Just 55km east of Liverpool lies Manchester, home to a further two Premier League clubs (Manchester United and Manchester City) - making the area a veritable Mecca for football fans.

Peel and other companies like them think they can buy this city, fill it with luxury flats, price everyone out and make Liverpool look like any other city.
18 year old Liverpool resident.

When somewhere like Liverpool has such strong appeal without World Heritage status- does anyone really care about UNESCO’s decision?

“While I don’t think people come because of the World Heritage status, I do think its removal shows that something has gone very, very wrong in our city,” says Kate, an 18-year-old Liverpool resident. “I’ve grown up here, I’ve seen the changes - and totally agree with some of them, but this new batch of developments is a step too far.

“Peel and other companies like them think they can buy this city, fill it with luxury flats, price everyone out and make Liverpool look like any other city.”

Kate’s father, Michael, shares this view. “Look what Peel has done in Manchester! It’s all shiny high-rise buildings that nobody lives in. Manchester used to be a beautiful, historic city and now it’s being filled with cold, sterile high-rises.


“The same thing happened in London. I remember when London was vibrant. Now it’s a soulless husk of a city.”

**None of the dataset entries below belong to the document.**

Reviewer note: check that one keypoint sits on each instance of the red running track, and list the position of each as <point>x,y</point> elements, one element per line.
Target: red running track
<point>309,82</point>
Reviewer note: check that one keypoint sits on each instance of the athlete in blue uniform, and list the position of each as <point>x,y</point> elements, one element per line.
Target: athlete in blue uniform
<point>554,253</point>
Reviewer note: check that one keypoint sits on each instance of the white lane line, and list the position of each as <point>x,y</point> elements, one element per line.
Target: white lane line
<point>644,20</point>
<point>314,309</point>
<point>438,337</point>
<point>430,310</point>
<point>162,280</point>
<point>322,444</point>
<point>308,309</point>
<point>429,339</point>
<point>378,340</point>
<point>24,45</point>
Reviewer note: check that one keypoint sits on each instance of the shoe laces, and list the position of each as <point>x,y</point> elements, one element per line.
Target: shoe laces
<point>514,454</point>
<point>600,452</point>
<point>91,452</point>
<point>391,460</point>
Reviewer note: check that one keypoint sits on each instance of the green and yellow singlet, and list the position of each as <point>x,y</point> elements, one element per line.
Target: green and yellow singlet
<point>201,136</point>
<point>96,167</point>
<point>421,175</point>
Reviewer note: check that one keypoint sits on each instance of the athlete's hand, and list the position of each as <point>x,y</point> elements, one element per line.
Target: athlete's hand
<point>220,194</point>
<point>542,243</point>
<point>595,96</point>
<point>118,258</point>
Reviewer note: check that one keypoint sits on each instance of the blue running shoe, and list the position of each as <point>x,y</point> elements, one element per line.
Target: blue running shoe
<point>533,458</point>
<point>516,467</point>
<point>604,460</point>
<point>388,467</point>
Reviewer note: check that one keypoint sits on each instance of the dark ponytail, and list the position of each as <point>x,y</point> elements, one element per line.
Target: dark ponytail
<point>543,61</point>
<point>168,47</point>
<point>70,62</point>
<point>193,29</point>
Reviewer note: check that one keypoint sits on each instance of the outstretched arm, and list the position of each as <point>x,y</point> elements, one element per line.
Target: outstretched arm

Michael refers to the ‘Ghost Towers’ and ‘Towers of Greed’ which line the River Thames. Many of the more recent high-rises in the UK capital have been built as luxury apartment blocks, with such high price tags that they are predominantly owned by overseas investors - if they are even sold at all.

“London has become a place where people are sleeping on the streets under huge, empty apartment blocks,” he notes.

“I can’t bear to see Liverpool going the same way.”


“I love my hometown,” Kate concludes, “UNESCO’s decision isn’t going to change how I feel about Liverpool. But I do think Scousers should be seeing this moment as a much-needed wake-up call.”